Friday, September 13, 2013

Another Paint-Out

Adams Farm, Oil on Linen, 11x14
Last Saturday I participated in the Adams Farm Paint Out in Walpole, MA,  for which 26 other artists were involved.  The painting on the left indicates the typically beautiful scenery available at the site.  As usual in setting up the landscape on canvas, one has to simplify.  The meadow between the barn and myself was rich in its wildflower display, requiring some generalization of color areas in the middle plane.  There was a small pond in the foreground and, happily, the shadows cast by nearby trees.  After a lunch break I began a second canvas.

Path by the Milkweed, Oil on Canvas, 11x14
The scene before me, dappled shadow on a trail, with milkweed, and an old tree by a bend in the path off to the left, suggested a looser treatment for its development.  there were distant figures (barely discernible)  which I added to the painting appearing beyond the bend, but the painting was rich in texture, showing much use of my trusty palette knife.
After completing this painting, I framed it to display in the barn for judging by the eminent painter Robert Douglas Hunter.  No prize for this one, but it was certainly fun to paint and to hone one's skills in plein air.

Off  Beavertail, Oil on Canvas, 11x14
 This painting (left) enabled me to get back to my favorite subject, the sea.  I had to exercise simplification even here.  There were many more rocks than shown here, but I retained the most noticeable boulders.  (In fact, I hope those students who painted with me at this spot last month will recognize the large rock formation on the left!)



At Save the Bay, Oil on Canvas, 8x10
This small pochade was done as I sat along a trail on the upper Narragansett Bay in 35-mph gusts.  With pochade box on my lap I reorded the scene before me.  No one would guess that this is Providence territory!

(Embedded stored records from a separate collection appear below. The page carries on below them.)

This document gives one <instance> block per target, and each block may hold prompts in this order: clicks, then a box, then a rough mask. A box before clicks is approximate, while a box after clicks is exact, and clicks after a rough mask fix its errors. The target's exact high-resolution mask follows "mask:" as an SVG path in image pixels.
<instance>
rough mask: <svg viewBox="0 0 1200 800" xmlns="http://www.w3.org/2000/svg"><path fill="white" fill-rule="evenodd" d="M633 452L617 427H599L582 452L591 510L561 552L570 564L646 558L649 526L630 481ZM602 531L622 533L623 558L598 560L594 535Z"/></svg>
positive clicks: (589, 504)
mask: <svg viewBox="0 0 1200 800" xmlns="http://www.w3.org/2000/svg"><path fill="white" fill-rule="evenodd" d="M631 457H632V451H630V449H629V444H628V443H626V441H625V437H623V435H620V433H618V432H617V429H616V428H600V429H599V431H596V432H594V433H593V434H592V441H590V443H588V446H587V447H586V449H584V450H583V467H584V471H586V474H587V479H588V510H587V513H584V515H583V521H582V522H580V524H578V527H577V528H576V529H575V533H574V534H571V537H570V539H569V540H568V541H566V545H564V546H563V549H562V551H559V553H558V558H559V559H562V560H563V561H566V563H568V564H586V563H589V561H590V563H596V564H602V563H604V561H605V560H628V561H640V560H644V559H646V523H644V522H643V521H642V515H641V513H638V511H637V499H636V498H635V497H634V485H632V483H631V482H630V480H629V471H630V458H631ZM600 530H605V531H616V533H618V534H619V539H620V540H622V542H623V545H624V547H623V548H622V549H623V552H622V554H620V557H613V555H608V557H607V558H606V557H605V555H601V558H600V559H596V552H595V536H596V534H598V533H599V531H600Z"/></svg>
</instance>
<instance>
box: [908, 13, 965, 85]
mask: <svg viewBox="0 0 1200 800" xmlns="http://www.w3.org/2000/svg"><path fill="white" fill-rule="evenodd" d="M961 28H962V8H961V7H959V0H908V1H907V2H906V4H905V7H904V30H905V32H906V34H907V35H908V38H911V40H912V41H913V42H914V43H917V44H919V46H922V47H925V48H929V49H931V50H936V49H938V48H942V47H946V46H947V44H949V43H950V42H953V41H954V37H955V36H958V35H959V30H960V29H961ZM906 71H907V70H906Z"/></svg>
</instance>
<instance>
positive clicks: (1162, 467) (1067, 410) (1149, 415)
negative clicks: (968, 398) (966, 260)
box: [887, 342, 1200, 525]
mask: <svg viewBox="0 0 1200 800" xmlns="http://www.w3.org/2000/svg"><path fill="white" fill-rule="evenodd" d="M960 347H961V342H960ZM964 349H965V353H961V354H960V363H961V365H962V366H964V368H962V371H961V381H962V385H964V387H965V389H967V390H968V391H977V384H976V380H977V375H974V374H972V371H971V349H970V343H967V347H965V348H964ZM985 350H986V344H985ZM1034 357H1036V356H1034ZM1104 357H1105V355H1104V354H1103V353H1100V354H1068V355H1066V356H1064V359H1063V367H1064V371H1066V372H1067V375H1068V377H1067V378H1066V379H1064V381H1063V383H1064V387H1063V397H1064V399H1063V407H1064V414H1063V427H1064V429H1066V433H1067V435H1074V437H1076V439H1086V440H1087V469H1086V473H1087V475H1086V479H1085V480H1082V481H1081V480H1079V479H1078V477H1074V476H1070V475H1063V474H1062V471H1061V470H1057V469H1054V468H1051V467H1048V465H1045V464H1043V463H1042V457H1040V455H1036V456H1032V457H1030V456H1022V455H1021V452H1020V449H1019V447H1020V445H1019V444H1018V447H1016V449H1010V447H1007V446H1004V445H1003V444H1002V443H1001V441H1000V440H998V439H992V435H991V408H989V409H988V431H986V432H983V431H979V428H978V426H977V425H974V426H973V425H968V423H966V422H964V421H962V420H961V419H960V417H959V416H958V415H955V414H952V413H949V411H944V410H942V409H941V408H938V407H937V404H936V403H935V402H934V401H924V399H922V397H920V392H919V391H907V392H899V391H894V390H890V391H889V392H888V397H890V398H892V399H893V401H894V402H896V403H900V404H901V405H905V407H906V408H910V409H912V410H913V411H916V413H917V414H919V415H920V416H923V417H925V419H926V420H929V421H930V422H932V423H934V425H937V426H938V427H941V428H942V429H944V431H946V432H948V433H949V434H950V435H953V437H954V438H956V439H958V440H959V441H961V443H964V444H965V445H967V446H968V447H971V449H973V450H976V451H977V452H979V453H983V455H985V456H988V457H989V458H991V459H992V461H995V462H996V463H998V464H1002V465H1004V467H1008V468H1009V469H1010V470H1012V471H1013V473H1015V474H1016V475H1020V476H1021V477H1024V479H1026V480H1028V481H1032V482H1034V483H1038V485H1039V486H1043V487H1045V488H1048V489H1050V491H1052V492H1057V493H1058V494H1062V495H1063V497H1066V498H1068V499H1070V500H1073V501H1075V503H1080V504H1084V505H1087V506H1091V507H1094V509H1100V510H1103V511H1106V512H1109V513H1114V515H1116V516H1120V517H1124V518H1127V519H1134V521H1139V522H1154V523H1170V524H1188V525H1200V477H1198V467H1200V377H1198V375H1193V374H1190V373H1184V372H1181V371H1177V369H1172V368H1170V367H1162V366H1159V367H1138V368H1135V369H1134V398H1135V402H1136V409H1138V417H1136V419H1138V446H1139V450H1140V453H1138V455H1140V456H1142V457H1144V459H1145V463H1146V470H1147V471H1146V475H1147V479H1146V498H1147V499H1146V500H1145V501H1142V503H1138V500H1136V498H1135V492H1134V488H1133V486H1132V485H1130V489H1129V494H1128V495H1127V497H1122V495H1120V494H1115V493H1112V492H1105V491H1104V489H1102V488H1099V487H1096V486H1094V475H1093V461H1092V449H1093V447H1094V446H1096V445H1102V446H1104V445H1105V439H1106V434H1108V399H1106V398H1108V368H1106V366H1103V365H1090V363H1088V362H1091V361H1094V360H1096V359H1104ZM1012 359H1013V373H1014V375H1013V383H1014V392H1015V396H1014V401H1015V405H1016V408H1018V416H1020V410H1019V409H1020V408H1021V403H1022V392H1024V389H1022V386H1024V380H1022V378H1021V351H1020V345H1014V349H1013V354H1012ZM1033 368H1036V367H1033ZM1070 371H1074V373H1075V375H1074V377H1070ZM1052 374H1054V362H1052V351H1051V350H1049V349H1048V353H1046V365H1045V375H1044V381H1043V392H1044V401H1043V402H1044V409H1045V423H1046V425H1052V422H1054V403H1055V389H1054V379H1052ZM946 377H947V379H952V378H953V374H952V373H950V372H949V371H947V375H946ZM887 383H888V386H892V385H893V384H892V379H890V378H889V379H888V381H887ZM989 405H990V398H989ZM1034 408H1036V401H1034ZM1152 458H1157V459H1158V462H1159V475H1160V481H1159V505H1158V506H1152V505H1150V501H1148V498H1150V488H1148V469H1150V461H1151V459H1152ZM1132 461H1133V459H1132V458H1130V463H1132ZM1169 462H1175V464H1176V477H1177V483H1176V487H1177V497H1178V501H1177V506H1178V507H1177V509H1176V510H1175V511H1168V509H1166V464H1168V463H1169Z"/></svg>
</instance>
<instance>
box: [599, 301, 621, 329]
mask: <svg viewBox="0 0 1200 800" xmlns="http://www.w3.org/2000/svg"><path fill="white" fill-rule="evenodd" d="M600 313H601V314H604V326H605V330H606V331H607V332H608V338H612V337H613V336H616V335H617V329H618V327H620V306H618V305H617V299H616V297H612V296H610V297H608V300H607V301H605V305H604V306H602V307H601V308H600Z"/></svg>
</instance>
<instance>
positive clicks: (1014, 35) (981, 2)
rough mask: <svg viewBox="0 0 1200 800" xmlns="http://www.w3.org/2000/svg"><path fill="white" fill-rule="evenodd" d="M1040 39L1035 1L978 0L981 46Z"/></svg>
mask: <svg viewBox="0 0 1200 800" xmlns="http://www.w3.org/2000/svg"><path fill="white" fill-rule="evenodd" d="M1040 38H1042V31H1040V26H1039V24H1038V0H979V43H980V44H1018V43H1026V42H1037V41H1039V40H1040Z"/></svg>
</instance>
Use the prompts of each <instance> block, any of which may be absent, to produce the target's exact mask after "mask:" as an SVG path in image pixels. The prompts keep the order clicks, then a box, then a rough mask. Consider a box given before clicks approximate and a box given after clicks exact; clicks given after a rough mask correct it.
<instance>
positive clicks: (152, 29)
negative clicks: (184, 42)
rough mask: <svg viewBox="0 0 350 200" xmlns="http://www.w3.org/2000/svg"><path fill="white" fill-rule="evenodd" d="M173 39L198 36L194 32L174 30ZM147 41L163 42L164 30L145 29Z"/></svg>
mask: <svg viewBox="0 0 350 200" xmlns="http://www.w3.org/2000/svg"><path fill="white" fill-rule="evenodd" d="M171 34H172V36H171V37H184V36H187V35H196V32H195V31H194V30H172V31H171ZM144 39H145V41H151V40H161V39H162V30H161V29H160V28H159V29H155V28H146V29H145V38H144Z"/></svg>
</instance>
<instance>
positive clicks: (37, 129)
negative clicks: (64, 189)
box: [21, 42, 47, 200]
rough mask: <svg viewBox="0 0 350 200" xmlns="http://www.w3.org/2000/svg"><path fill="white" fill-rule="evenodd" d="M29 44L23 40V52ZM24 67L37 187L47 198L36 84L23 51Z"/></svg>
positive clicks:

Tuesday, September 3, 2013

More Summer Activity


  The two small paintings above (both 5x7 in) were accomplished using my pochade box, a useful device to have on hand especially when weather is threatening or your time constraints are too tight.  The box I use is a wooden one made for size 6 x 8 paintings, a more common size found overseas than here.  I prefer painting on the slightly larger 6 x 8 surface, but finding frames for that size is not as easy as finding 5x7 (plein-air) frames.  Paintings this size can be a delight to do since the painter is more likely to take risks with this rather than larger sizes.  (As one painter once told me:  "Small painting, small mistakes; big painting, big mistakes.)  More practical is the time element. A painter can complete these in 20 -45 minutes.  Moreover, as the first painting suggests, we can keep to the poster effect if the intention is to use the 5x7 as a reference for a larger studio work.  In any case, it seems like a good idea to keep a 5x7 plein-air gold frame handy just in case -- just in case the small study turns out to be a keeper!


This 11 x 14 oil is a study done in the local park of  trees and rocks.  As you can see I was fascinated with the play of light, the dappled shadows on the rock.  I may have gotten carried away by dappling the trees too much!  But the painting did serve its primary purpose as a study and a practice for this painter to compare values and achieve realistic coloring .



The painting on the left, an 8x10 oil, represents the dunes by Crane Beach.  While at Crane Beach a week ago, I took the opportunity to sketch some of the beauty in watercolor.  The watercolor became the prime reference (next to memory) for the painting shown here.  The painting is quite juicy., mostly palette-knife work in which the foreground show creeping afternoon shadows.  The Ipswich area is rich in painting venues and I hope to be up that way in the fall.  And it's right next to Plum Island and Newbury Port -- both fair game to the plein-air painter.

     I have some small works being shown at Java Madness at Salt Pond in Wakefield, RI until mid-September.